Evidence indicates that the mechanism of hyperpituitarism can originate from genetic disruption causing pituitary tumorigenesis, most pituitary adenomas are monoclonal, which in turn indicates their origin from an event in a single cell. There are three hormones that are oversecreted resulting in the pituitary adenoma: prolactin, adrenocorticotropic hormone (ACTH), and growth hormone (GH).

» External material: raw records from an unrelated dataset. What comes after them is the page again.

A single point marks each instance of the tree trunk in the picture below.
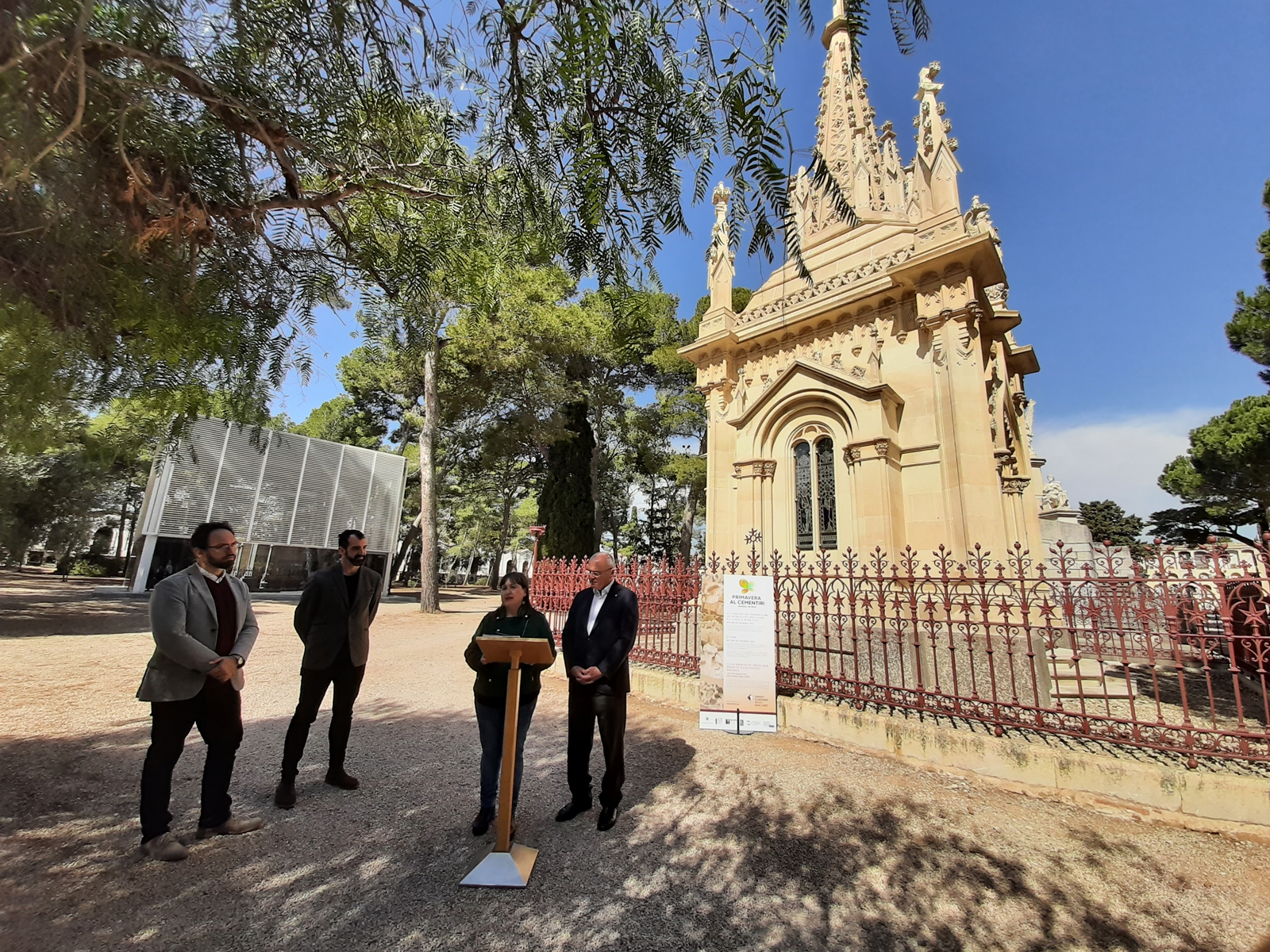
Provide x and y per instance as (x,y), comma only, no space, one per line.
(412,536)
(429,596)
(595,484)
(690,518)
(495,570)
(124,522)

Prolactinoma results in overproduction of prolactin Excess GH results in gigantism, the severity of gigantism depends on whether the epiphyseal plate is open. The four most common types of hyperpituitarism are caused by 4 types of pituitary adenoma, as follows: prolactinoma, corticotropinoma (Cushing's disease), somatotropinoma (gigantism), and thyrotropinoma.

==Diagnosis==
For the diagnosis of hyperpituitarism it depends on the cell type(s) affected, clinical manifestations of hormone excess may include, gigantism or acromegaly, which can be identified by clinical and radiographic results. Cushing's disease diagnosis is done with a physical examination, laboratory tests and MRI of the pituitary gland (to locate tumors) For prolactinoma, diagnosis comes in the form of the measurement of serum prolactin levels and MRI of pituitary gland.

==Treatment==

Dopamine

Treatment (for hyperpituitarism) in the case of prolactinoma consists of long-term medical management. Dopamine agonists are strong suppressors of PRL secretion and establish normal gonadal function. It also inhibits tumor cell replication (in some cases causes tumor shrinkage) Treatment for gigantism begins with establishing target goals for IGF-1, transsphenoidal surgery (somatostatin receptor ligands- preoperatively) and postoperative imaging assessment. For Cushing's disease there is surgery to extract the tumor; after surgery, the gland may slowly start to work again, though not always.